I got a call today from an excited contractor who was trying to explain something about some wires that sparked when they touched them with their aluminum ladder, and some pipes that had holes blown in them when it happened. I couldn't go there right away, I got there six hours later and here is what I found:

Stapled to the side of the residence is 30 feet of 6/2 SEU running to an outdoor AC unit. The SEU is over 50 years old, and the top layer of insulation is mostly gone, leaving the bare concentric neutral exposed. There is also a copper water pipe emerging from the ground and entering the house close to the wall with a spigot, along with a gas pipe. The plumbers had already been there, the copper pipe had been replaced. The homeowner also took me inside to the utility room and showed me the two copper flex connectors that had been on the water heater. They had pinholes in them. He said that the contractor's aluminum ladder was laying down alongside the house, right wher the cable was. When he picked it up, it made contact with the cable and the water pipe at the same time. There was a big boom and an arc, he said. The pipe blew open and a few minutes later they saw the water leaking out of the utility room from the pinholes in the flex pipes on the water heater.

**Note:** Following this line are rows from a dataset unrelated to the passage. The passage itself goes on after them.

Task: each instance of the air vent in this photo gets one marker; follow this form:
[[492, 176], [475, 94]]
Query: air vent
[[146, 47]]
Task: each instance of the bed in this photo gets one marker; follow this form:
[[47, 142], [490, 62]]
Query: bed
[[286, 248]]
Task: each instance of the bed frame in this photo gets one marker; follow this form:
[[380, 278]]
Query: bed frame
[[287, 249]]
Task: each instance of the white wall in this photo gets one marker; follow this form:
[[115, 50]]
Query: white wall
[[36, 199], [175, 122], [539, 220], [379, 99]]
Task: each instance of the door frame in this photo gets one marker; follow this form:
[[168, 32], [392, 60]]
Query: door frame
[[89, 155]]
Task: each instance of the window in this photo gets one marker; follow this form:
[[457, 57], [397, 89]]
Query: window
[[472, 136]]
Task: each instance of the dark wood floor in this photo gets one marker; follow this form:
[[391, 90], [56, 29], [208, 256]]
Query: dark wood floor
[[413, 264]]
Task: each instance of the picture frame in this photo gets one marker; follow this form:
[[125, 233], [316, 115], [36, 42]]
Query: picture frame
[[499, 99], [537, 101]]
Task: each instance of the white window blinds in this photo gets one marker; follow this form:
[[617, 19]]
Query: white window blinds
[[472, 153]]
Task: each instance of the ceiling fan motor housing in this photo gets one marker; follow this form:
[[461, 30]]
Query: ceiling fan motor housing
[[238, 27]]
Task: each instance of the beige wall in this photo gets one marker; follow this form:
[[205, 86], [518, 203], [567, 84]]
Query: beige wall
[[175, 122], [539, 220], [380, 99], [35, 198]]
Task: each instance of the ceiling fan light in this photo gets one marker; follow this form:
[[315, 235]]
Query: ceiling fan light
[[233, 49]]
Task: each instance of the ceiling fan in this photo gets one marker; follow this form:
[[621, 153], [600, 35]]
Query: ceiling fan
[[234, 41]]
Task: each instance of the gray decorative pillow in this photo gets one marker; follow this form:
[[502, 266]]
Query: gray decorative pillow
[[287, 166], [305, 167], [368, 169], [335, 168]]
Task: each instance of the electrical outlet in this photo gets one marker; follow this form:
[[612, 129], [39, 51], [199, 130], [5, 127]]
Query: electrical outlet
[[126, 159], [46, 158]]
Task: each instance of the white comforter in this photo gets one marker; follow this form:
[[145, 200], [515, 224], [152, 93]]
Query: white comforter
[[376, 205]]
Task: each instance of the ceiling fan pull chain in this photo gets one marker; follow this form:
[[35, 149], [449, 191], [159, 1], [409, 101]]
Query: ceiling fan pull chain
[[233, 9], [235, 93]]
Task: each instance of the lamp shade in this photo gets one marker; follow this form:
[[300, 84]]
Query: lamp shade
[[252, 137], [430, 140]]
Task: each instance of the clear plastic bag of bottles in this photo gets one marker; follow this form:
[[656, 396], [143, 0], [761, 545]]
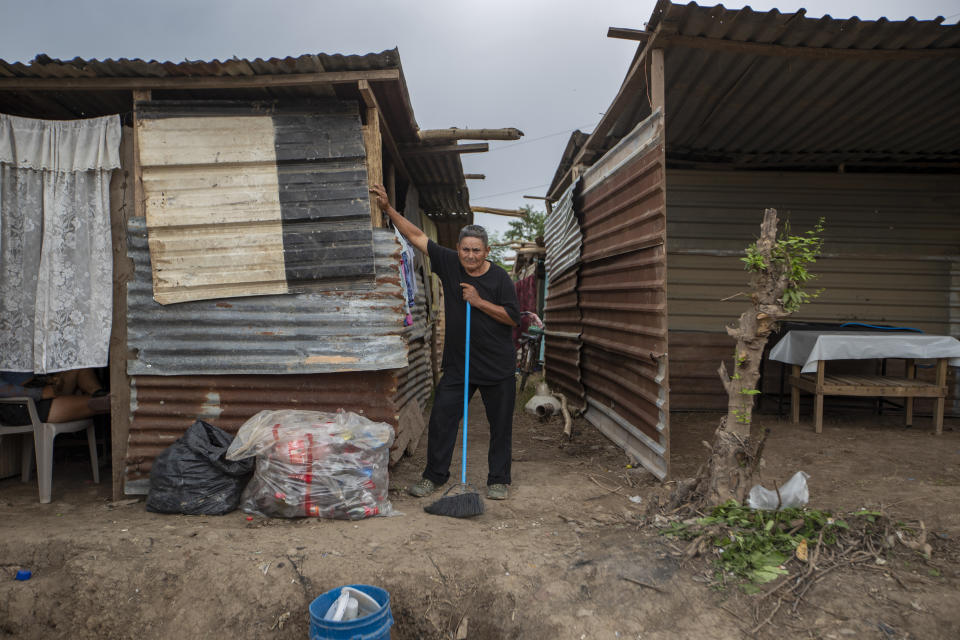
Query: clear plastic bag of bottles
[[309, 463]]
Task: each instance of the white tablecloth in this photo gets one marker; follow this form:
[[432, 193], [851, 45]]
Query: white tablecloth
[[808, 347]]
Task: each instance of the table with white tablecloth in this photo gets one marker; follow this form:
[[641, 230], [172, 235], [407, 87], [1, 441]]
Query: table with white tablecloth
[[808, 351]]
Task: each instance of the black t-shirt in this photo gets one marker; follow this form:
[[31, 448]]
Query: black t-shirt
[[492, 356]]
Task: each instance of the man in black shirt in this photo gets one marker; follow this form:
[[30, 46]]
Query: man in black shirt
[[467, 276]]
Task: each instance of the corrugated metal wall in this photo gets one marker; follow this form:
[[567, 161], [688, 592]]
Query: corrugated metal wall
[[564, 243], [892, 243], [294, 333], [316, 351], [622, 296], [251, 200]]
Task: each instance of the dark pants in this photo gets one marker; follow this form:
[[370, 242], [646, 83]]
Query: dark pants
[[442, 431]]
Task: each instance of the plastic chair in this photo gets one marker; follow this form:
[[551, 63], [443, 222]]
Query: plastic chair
[[43, 436]]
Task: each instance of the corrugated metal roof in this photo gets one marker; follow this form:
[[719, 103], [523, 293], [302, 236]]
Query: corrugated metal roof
[[439, 178], [293, 333], [762, 89]]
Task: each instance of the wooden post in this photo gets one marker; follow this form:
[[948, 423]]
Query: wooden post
[[908, 404], [130, 177], [657, 84], [373, 143], [818, 398], [390, 182], [942, 398], [795, 394]]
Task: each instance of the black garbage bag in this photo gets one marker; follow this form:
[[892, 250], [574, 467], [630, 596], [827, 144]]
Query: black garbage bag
[[193, 476]]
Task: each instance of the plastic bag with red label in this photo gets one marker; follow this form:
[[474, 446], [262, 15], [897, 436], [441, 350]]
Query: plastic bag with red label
[[310, 463]]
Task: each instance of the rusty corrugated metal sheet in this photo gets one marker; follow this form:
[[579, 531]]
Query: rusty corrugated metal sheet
[[162, 407], [623, 297], [415, 382], [246, 199], [562, 235], [562, 314], [295, 333], [748, 109]]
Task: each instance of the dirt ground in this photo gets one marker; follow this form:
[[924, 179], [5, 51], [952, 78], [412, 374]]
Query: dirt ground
[[547, 563]]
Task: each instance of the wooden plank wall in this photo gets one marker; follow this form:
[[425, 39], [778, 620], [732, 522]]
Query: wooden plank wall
[[891, 257]]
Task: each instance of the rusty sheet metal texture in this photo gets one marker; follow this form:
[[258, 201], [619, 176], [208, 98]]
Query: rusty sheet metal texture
[[293, 333], [562, 342], [562, 311], [415, 381], [622, 296], [804, 106], [562, 235], [162, 407]]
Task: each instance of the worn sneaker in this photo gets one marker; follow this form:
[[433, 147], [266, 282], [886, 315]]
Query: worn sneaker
[[497, 492], [421, 489]]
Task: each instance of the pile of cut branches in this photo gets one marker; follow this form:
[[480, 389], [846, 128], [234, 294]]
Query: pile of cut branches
[[793, 549]]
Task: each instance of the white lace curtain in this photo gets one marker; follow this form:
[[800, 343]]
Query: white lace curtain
[[56, 265]]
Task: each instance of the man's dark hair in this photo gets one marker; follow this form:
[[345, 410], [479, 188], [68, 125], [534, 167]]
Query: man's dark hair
[[474, 231]]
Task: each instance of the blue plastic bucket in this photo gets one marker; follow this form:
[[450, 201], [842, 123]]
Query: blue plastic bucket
[[375, 626]]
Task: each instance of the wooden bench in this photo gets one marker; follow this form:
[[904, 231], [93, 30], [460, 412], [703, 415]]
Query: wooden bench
[[909, 387]]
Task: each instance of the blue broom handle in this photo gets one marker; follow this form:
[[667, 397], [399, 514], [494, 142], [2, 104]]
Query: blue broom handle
[[466, 399]]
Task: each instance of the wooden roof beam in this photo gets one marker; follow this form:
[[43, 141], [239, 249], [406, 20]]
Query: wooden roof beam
[[417, 150], [453, 133], [366, 92], [197, 82], [513, 213], [622, 33]]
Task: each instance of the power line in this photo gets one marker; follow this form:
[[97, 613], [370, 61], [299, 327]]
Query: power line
[[549, 135], [506, 193]]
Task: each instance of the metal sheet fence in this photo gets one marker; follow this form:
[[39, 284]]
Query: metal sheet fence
[[622, 296], [562, 311]]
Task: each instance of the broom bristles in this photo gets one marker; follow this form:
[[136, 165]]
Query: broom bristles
[[463, 505]]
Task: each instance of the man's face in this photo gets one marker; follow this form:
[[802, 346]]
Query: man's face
[[472, 253]]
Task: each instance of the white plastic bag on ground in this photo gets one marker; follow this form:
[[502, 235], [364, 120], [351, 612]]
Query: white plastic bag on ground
[[309, 463], [794, 493]]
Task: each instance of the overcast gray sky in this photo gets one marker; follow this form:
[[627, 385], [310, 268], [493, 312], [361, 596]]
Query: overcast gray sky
[[545, 66]]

No breakers tripped. The SEU is protected by an old GE 70 amp breaker, probably from the fifties.

I could not find any burn marks on the SEU. I can't see where contact could have been made with a hot conductor, they were both still insulated under the bare neutral.

Now I am thinking maybe it is a case of an open service neutral, with the neutral on the water pipe. But the plumbers didn't get shocked when they opened the pipes.

I didn't have much time, it was dark and late. So I shut the breaker to the AC off (nobody had thought to do that) and said I'd return to replace the circuit. But I am still kind of baffled as to what actually what happened.

Anyone ever seen this happen with the pipes?